Studio album by Sérgio Mendes
- Released: July 1967
- Recorded: February 1967
- Studio: Western (Hollywood, California); Sunset Sound (Hollywood, California); Annex (Hollywood, California);
- Genre: Bossa nova
- Length: 30:28
- Label: A&M
- Producer: Herb Alpert, Jerry Moss

Sérgio Mendes chronology
| Equinox (1967) | Look Around (1967) | Fool on the Hill (1968) |

= Look Around (Sérgio Mendes album) =

Look Around is the third studio album by Sérgio Mendes and Brasil '66. It was released in 1967. Following this album, Mendes dismissed the musicians and singer Janis Hansen and brought in Karen Phillip to sing with holdover Lani Hall.

Professional ratings
Review scores
| Source | Rating |
| AllMusic | Star Half star |

==Songs==
Mendes and Brasil '66 performed the Oscar-nominated Burt Bacharach/Hal David song "The Look of Love", one of their biggest hits, on the Academy Awards telecast in March 1968. The album was recorded at the Sunset Sound, Western Recorders, and Annex Studios, Hollywood. Brasil '66's version of "The Look of Love" quickly shot into the top 10, eclipsing Dusty Springfield's version.
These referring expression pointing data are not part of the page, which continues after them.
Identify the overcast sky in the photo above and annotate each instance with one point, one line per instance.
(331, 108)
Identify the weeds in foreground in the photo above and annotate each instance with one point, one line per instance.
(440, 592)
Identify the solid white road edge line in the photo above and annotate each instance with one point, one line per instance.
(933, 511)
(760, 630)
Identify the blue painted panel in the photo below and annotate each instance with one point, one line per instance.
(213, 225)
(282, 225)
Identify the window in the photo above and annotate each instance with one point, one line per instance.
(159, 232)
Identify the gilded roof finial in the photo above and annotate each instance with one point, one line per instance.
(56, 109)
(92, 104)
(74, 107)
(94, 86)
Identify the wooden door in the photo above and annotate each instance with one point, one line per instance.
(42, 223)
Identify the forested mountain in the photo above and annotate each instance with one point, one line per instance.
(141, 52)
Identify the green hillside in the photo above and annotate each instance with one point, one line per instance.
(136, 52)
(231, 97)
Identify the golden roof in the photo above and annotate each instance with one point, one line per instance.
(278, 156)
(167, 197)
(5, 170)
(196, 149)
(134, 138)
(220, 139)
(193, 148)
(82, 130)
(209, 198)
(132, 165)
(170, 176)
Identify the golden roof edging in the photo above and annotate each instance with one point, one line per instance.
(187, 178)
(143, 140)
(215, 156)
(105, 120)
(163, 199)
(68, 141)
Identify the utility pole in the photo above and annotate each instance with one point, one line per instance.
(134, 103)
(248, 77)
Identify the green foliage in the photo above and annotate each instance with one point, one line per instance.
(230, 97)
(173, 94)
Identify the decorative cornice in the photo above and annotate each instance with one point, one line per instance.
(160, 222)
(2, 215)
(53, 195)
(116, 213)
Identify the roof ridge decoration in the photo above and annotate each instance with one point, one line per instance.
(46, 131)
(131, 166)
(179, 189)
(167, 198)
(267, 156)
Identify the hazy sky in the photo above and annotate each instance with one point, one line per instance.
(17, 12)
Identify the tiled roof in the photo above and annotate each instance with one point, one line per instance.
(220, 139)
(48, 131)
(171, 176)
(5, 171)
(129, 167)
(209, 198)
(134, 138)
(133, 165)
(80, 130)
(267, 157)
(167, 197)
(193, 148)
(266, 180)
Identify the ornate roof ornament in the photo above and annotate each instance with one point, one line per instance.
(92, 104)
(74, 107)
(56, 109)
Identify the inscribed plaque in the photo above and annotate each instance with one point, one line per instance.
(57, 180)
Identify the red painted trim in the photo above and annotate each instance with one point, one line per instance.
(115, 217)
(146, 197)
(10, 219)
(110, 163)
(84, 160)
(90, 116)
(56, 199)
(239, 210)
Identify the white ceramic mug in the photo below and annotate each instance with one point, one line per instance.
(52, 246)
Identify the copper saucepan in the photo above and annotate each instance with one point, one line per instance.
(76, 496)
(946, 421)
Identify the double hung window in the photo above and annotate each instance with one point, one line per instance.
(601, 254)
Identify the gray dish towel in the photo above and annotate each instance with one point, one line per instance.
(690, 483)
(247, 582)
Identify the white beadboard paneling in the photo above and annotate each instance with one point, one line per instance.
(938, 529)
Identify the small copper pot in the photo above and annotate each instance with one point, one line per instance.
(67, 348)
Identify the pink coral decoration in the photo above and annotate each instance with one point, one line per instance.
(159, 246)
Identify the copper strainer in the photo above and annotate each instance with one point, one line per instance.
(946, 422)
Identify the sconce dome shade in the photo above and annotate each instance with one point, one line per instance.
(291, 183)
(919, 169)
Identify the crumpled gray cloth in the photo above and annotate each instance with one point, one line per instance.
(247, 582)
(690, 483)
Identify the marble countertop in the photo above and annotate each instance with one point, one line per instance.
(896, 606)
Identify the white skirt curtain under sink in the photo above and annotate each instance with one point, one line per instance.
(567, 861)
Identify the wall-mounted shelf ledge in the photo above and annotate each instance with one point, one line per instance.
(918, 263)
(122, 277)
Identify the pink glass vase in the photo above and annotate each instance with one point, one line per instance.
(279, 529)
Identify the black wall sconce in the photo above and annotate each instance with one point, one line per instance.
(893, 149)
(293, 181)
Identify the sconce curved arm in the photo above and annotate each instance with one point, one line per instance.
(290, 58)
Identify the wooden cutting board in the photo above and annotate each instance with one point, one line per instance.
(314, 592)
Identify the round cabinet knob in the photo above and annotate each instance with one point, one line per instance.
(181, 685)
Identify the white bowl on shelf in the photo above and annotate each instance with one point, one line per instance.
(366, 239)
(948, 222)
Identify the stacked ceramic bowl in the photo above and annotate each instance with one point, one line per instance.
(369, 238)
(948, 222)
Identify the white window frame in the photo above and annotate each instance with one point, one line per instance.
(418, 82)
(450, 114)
"Like a Lover", an English-language version of "O Cantador", was covered by Carmen McRae, Sarah Vaughan, Helen Merrill, Dianne Reeves, Al Jarreau, Natalie Cole, Jane Monheit, and Kimiko Itoh. "So Many Stars" was recorded by Helen Merrill, Tony Bennett, Sarah Vaughan, Jane Monheit, Barbra Streisand, Natalie Cole, and Stacey Kent

"Tristeza" was an instrumental by Lobo and Nitinho and the title track of Baden Powell's Tristeza on Guitar album (1966). It was sung by Astrud Gilberto with lyrics by A. Testa on her Italian language album (1968).

==Reissue==
A remastered version of the album was released on CD in 2000.

==Track listing==
1. "With a Little Help from My Friends" (John Lennon, Paul McCartney)
2. "Roda" (Gilberto Gil, João Augusto)
3. "Like a Lover" (Dorival Caymmi, Nelson Motta, Alan Bergman, Marilyn Bergman)
4. "The Frog (A Rã)" (João Donato)
5. "Tristeza (Goodbye Sadness)" (Harold Lobo-Niltinho)
6. "The Look of Love" (Burt Bacharach, Hal David)
7. "Pra Dizer Adeus (To Say Goodbye)" (Edu Lobo, Torquato Neto, Lani Hall)
8. "Batucada (The Beat)" (Marcos Valle, Paulo Sérgio Valle)
9. "So Many Stars" (Mendes, Bergman, Bergman)
10. "Look Around" (Mendes, Bergman, Bergman)

==Personnel==
- Sérgio Mendes – organ, piano, arranger
- John Pisano – guitar
- Bob Matthews – bass, vocals
- João Palma – drums
- José Soares – percussion, vocals
- Lani Hall – vocals
- Janis Hansen – vocals
- Dave Grusin – arranger, orchestration
- Dick Hazard – arranger, orchestration

== Charts ==

| Chart (1967) | Peak position |
|---|---|
| US Billboard 200 | 5 |
| US Top Jazz Albums (Billboard) | 2 |
| US Top R&B/Hip-Hop Albums (Billboard) | 16 |

==Certifications==

| Region | Certification | Certified units/sales |
| United States (RIAA) | Gold | 500,000^{^} |
^{^} Shipments figures based on certification alone.